1. Apps zum Medikationsmanagement
Apps, die ihre Nutzer an die Einnahme ihrer Arzneimittel erinnern, gibt es seit etwas mehr als fünf Jahren. Die meisten davon enthalten eine Reichweitenberechnung und überprüfen die hinterlegten Arzneimittel auch auf Wechselwirkungen. Wird eine solche entdeckt, so erhalten die Nutzer einen Hinweis, sich mit ihrem Arzt oder Apotheker in Verbindung zu setzen. In vielen Apps ist zusätzlich dazu auch die Möglichkeit gegeben, sich beispielsweise per Chat mit einer fest hinterlegten Stammapotheke in Verbindung zu setzen. Und natürlich können die Nutzer die Einnahme ihrer Arzneimittel auch quittieren.

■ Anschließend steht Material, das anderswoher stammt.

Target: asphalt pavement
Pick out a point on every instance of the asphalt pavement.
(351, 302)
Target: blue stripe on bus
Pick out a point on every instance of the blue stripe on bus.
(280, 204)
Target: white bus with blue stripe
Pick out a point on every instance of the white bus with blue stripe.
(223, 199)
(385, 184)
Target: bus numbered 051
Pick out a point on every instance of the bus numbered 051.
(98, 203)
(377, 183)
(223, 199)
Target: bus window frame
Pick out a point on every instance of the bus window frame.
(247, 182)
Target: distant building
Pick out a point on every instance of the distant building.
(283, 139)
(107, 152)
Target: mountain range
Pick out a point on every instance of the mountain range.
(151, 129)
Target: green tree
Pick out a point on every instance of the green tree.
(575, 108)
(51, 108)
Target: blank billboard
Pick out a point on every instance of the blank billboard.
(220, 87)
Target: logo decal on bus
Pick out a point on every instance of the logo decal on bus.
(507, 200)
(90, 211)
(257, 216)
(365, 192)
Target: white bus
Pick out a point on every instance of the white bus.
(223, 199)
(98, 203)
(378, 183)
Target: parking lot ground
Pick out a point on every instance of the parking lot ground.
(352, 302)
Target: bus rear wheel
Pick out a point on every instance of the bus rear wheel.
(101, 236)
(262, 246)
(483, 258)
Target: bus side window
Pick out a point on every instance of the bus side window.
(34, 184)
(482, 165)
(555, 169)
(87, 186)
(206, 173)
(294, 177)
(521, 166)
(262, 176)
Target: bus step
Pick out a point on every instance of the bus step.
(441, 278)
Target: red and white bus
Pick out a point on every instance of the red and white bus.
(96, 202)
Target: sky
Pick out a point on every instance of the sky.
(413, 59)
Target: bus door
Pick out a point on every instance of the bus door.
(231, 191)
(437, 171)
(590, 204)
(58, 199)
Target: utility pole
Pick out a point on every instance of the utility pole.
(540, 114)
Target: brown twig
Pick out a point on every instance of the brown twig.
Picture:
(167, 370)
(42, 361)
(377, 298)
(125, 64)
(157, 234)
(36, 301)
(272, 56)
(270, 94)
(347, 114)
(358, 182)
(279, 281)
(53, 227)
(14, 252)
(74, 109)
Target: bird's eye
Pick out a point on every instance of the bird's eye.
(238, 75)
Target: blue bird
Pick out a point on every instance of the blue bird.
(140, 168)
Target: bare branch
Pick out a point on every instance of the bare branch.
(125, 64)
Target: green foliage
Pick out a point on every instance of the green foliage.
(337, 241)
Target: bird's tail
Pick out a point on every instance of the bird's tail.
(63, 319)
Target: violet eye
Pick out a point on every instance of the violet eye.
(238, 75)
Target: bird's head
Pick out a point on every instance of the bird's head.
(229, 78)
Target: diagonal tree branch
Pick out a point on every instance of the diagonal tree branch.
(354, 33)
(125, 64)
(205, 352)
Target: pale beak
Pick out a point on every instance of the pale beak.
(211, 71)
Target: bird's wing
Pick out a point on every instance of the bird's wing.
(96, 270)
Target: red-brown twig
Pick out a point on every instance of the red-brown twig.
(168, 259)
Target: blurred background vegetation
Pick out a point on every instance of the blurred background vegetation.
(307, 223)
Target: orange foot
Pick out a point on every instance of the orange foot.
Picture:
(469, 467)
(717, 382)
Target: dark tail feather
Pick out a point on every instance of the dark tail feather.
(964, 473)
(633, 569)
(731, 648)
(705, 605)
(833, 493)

Solche Apps sind ein wichtiges Mittel, um ungewollte Therapieabbrüche zu reduzieren. Der Vorteil für den Versorgungsauftrag der Apotheken liegt in der Planbarkeit. Adhärente Patienten kommen in regelmäßigen Abstänge wieder um ihre Medikamente in Empfang zu nehmen. Das Warenlager und die Kapitalbindung können daraufhin angepasst werden, wodurch die Sicherstellung der Versorgung unterstützt wird. Auch die direkte Verbindung in die Apotheke, beispielsweise via Chat, sichert die Versorgung. Immerhin können so Neben- und Wechselwirkungen direkt mit Fachleuten für Arzneimittel abgeklärt werden, was wiederum die Arzneimittelsicherheit verbessert.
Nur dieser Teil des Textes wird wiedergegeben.